November 28 -- A team of researchers working at the National Ignition Facility, part of Lawrence Livermore National Laboratory, has found that covering a cylinder containing a small amount of hydrogen fuel with a magnetic coil and firing lasers at it triples its energy output—another step toward the development of nuclear fusion as a power source.
In their paper published in the journal Physical Review Letters, the team, which has members from several facilities in the U.S., one in the U.K. and one in Japan, describes upgrading their setup to allow for the introduction of the magnetic coil.
Last year, a team working at the same facility announced that they had come closer to achieving ignition in a nuclear fusion test than anyone has so far. Unfortunately, the were unable to repeat their results. Since that time, the team has been reviewing their original design, looking for ways to make it better.
The original design involved firing 192 laser beams at a tiny cylinder containing a tiny sphere of hydrogen at its center. This created X-rays that heated the sphere until its atoms began to fuse. Some of the design improvements have involved changing the size of the holes through which the lasers pass, but they have only led to minor changes.

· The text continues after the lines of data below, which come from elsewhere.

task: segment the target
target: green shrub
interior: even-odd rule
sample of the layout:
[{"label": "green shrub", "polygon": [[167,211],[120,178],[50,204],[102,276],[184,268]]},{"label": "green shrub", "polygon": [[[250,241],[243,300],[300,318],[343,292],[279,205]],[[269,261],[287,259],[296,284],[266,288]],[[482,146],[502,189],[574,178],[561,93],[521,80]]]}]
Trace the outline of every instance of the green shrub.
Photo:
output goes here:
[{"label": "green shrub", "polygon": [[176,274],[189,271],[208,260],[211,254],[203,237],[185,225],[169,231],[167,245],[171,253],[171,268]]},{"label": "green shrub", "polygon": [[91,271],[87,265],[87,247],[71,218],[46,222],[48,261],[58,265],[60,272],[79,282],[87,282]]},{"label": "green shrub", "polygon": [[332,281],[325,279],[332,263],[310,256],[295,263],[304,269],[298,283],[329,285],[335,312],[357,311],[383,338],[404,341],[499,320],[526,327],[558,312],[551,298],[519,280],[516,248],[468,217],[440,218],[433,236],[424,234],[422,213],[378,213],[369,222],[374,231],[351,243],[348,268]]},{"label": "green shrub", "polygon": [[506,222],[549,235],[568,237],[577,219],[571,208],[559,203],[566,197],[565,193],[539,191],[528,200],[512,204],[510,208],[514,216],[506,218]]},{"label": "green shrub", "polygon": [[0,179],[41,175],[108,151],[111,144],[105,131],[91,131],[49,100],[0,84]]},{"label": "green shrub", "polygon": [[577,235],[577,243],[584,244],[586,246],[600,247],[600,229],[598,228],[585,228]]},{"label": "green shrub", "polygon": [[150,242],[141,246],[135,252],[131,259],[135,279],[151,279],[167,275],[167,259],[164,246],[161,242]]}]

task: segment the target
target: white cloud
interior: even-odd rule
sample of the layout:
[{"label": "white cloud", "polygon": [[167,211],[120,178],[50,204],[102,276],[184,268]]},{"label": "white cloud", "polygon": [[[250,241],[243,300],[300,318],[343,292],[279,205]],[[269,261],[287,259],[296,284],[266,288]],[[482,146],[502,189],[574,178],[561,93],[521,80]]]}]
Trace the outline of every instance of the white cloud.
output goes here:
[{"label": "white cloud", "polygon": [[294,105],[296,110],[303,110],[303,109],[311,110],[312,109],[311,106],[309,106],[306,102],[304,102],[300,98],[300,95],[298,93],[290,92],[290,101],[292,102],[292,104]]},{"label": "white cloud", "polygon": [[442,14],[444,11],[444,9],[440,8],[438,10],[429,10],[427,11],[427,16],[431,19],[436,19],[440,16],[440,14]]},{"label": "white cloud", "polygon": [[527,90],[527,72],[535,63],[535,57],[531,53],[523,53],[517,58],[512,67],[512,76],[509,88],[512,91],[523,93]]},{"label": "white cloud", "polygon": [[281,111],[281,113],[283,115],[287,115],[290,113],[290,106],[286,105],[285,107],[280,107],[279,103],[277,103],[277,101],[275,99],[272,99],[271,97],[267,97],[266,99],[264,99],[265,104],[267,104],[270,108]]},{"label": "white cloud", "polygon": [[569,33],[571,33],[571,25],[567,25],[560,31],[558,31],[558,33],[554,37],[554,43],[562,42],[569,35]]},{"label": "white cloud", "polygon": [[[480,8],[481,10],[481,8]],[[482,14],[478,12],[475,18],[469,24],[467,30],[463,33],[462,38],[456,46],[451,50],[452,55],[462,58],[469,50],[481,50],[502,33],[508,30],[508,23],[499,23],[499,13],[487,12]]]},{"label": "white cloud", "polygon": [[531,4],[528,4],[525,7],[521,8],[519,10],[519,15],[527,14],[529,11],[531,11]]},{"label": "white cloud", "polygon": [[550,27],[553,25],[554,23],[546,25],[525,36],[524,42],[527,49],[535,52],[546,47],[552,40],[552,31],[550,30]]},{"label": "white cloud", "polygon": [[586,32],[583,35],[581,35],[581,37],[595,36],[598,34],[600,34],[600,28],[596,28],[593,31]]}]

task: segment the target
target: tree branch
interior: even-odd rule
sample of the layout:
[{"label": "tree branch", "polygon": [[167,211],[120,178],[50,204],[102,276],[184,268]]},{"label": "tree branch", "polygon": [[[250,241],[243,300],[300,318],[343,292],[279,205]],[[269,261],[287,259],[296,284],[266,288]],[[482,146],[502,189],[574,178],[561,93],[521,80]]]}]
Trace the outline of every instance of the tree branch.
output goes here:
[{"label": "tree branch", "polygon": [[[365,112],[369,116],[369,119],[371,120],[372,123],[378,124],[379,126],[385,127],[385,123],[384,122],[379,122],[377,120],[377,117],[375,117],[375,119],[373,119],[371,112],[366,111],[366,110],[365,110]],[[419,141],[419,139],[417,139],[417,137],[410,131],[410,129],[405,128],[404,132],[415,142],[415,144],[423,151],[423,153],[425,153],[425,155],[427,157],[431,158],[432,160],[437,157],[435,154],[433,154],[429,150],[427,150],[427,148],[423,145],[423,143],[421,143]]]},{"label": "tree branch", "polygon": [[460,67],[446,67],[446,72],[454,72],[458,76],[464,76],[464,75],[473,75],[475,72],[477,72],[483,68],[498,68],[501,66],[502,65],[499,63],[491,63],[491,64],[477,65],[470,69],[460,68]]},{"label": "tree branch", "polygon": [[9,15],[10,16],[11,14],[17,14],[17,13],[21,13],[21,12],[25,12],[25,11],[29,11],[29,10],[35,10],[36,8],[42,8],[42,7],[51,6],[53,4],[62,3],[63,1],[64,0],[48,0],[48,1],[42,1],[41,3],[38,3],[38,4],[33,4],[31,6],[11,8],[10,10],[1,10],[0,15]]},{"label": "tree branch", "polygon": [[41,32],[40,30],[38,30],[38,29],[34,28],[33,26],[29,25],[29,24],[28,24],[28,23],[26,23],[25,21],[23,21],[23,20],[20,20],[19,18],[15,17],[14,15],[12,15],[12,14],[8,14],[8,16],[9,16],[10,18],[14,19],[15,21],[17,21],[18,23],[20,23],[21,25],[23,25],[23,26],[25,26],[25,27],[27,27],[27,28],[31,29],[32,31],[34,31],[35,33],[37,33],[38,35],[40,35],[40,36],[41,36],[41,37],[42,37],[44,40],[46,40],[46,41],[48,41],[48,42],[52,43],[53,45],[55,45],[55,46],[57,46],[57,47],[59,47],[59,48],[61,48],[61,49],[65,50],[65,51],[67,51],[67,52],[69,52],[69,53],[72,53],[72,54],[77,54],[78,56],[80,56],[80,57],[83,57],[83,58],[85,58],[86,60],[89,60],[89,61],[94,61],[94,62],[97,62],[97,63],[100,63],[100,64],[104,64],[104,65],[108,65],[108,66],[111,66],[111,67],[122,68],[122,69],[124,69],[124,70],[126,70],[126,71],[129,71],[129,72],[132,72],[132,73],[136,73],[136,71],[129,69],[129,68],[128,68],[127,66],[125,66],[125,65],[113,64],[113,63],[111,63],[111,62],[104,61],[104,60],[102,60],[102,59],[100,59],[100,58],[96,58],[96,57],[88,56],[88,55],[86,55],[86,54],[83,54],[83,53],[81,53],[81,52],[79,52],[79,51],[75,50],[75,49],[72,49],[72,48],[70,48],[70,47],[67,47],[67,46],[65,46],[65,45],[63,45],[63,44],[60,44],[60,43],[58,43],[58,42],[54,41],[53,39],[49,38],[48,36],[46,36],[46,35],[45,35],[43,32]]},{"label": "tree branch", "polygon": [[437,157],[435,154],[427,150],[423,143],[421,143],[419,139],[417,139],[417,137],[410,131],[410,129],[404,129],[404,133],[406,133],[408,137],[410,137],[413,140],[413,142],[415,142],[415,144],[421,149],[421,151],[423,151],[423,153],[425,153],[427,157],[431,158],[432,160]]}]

Looking for a better solution, the team studied prior research and found several studies that had shown, via simulation, that encasing a cylinder in a magnetic field should significantly increase the energy output.
Putting the suggestion into practice, the researchers had to modify the cylinder—originally, it was made of gold. Placing it in a strong magnetic field would create an electric current strong enough to tear the cylinder apart, so they made a new one from an alloy of gold and tantalum. They also switched the gas from hydrogen to deuterium (another kind of hydrogen), then covered the whole works with a tesla magnetic field using a coil. Then they fired up the lasers. The researchers saw an immediate improvement—the hot spot on the sphere went up by 40% and the energy output was tripled.
The work marks a step toward the ultimate goal—creating a fusion reactor that can produce more energy than is put into it.